Jennifer Owen joined the organisation as a quantity surveyor in November 2020 on a salary of £51,258 per year, which was the minimum in her pay band. She was told by her employer that she could not negotiate a higher wage within this band.
However, her colleague Thomas Birch was hired as a quantity surveyor five months earlier on a salary of £65,000, after successfully negotiated a salary at the upper end of the band. Owen discovered the pay difference in November 2021 and complained, but was told that correct policies were applied when they were both hired and that there was no sex discrimination in salaries.
Owen was promoted to a regional programme lead in April 2022 and was given a 10% additional responsibility allowance, taking her salary to £56,383 per year. Despite then reporting to Owen, Birch continued to earn £9,000 more than her. Her job role was regraded in October that year and her salary increased to £62,022.
Homes England told the tribunal that men in similar roles earned an average of £50,874, while women earned £52,188. It also said that there had been a change in policy about where new recruits could be placed in the pay band during the second half of 2020, but the tribunal found that there was no written evidence of this.

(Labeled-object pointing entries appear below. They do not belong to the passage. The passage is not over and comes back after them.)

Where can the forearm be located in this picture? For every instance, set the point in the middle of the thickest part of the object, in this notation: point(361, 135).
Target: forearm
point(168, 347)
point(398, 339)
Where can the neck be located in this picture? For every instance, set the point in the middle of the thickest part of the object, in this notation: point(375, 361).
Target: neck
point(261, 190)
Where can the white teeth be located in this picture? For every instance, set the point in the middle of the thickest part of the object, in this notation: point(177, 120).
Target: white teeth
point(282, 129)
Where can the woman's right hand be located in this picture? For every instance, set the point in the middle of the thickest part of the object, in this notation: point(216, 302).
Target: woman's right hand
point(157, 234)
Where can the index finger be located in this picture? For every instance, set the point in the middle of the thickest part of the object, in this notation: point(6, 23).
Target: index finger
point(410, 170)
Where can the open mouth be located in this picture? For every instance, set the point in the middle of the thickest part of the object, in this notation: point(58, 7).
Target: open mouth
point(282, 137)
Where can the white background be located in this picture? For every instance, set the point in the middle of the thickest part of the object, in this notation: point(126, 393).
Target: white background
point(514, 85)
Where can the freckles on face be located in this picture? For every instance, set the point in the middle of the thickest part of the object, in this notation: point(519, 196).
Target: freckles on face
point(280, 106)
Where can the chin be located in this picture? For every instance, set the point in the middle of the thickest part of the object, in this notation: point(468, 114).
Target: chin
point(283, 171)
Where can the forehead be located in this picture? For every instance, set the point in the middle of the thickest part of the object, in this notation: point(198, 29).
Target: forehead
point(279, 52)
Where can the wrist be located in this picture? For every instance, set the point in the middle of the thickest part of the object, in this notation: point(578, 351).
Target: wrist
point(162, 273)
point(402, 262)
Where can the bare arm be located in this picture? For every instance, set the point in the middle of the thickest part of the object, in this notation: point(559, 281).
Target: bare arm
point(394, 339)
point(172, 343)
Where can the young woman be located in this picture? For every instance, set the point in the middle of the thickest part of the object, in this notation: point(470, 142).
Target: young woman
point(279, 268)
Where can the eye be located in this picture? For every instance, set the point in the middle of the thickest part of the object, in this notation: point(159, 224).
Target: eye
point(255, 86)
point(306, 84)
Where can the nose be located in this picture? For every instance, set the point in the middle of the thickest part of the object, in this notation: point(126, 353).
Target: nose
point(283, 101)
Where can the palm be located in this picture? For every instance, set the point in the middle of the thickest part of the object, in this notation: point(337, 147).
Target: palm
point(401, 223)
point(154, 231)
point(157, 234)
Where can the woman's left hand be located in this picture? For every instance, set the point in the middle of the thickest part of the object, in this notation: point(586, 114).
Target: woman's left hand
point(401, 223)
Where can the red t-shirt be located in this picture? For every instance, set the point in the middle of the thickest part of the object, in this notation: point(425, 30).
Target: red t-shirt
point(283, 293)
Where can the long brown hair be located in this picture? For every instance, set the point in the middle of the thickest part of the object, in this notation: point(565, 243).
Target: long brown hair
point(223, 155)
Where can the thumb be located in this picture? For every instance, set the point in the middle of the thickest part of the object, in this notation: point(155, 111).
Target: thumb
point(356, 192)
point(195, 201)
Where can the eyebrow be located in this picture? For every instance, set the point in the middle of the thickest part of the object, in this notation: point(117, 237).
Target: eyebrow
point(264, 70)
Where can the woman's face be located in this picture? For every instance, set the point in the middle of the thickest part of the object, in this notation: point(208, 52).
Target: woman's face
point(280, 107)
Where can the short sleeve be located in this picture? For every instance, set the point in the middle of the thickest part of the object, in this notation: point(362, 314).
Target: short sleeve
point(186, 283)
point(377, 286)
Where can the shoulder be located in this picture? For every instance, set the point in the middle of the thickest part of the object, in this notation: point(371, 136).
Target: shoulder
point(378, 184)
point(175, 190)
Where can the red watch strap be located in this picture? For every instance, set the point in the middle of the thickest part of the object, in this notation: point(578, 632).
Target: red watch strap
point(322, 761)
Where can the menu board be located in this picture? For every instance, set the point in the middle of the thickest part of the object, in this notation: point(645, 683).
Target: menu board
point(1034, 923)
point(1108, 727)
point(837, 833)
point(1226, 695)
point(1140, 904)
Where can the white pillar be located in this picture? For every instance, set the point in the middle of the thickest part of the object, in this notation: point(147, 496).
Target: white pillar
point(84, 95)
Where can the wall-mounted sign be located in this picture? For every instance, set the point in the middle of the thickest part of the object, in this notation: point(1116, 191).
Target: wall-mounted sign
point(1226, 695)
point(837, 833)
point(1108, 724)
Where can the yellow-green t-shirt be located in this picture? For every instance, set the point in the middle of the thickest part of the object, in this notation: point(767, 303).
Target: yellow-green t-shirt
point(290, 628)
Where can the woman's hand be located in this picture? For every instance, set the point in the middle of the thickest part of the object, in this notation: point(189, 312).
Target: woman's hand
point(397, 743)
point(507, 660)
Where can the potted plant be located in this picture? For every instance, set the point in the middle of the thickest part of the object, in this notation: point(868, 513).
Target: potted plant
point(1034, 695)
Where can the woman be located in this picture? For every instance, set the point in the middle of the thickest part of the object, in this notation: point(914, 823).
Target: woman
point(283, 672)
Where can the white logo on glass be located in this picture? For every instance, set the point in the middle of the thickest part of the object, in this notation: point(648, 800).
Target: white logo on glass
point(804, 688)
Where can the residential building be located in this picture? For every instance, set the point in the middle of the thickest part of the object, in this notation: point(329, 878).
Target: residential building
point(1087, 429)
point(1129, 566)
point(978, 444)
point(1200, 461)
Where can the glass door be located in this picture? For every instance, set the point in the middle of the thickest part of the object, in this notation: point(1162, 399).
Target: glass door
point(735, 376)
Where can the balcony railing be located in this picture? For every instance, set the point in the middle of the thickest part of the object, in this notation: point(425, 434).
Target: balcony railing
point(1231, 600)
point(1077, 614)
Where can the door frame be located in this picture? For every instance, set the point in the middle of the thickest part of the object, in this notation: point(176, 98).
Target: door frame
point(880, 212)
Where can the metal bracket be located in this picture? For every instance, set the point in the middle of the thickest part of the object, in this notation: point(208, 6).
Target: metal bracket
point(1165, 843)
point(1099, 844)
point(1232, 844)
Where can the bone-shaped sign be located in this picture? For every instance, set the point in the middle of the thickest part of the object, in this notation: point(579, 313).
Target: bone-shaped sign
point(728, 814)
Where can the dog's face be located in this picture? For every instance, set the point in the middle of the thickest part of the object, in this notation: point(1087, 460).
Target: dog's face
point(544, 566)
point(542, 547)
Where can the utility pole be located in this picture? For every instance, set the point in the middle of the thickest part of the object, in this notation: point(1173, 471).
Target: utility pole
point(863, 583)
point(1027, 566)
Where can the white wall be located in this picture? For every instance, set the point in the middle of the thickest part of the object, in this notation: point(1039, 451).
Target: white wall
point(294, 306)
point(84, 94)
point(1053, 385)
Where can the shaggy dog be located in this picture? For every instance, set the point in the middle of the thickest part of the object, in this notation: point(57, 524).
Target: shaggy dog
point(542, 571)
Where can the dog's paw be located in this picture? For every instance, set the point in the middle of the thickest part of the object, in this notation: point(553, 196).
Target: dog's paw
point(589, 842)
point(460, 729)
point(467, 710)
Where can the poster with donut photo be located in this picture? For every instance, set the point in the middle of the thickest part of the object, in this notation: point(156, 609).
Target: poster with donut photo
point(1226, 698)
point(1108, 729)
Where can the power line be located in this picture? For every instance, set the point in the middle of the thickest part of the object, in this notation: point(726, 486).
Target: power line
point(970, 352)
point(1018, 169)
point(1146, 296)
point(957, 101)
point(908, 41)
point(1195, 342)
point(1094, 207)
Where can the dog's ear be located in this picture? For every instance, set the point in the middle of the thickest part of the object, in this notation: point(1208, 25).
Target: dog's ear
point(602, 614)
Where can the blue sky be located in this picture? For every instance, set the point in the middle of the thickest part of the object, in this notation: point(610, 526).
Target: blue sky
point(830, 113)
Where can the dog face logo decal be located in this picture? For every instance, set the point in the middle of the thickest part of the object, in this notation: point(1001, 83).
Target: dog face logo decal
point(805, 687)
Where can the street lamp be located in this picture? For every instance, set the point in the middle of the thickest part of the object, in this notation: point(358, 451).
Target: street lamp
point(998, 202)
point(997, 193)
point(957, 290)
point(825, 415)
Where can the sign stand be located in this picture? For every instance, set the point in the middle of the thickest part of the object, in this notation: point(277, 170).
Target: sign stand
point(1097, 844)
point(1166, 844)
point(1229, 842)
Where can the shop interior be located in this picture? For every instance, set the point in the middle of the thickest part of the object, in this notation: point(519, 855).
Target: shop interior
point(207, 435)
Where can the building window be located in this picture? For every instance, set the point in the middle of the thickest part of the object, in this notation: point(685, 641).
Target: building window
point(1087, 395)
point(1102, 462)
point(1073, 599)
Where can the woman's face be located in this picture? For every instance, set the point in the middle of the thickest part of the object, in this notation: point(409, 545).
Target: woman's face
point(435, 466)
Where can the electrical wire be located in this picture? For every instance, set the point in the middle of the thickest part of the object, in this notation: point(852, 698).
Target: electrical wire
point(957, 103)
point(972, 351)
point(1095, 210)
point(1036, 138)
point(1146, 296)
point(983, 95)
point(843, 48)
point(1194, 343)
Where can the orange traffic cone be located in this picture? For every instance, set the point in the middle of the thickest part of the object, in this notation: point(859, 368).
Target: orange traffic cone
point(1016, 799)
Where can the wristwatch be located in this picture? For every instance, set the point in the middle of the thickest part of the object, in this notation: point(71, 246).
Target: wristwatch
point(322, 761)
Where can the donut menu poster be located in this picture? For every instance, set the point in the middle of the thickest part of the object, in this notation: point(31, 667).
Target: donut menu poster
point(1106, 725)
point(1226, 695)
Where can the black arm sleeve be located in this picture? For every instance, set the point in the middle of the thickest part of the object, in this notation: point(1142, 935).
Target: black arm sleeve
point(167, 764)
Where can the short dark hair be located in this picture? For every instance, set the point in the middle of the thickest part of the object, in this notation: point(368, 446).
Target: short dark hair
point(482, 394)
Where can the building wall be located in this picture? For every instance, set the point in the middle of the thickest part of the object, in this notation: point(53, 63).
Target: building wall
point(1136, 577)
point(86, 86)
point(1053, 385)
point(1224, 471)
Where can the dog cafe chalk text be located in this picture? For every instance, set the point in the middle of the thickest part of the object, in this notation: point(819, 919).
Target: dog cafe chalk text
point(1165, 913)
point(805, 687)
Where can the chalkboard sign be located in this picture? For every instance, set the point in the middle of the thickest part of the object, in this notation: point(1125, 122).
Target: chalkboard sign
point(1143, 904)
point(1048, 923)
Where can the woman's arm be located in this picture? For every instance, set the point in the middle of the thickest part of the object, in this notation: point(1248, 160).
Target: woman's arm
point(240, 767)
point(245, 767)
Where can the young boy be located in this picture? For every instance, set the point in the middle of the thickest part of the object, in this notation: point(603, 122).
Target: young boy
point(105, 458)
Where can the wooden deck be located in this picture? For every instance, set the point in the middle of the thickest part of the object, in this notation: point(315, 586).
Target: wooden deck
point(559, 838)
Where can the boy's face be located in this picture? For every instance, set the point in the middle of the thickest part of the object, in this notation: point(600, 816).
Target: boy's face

Judge Roper said: “It is not clear what the respondent’s defence of material factor is with regard to this decision. The rather vague evidence of the respondent on this point was that the change in policy had been decreed verbally by the HR department and that managers were now encouraged to recruit at the lowest level for the band.”
Homes England was ordered to pay Owen £24,000, which consists of £19,000 in back pay, £2,490.30 interest, and an Advisory, Conciliation and Arbitration Service uplift of £2,509.70.
Homes England was contacted for comment prior to publication.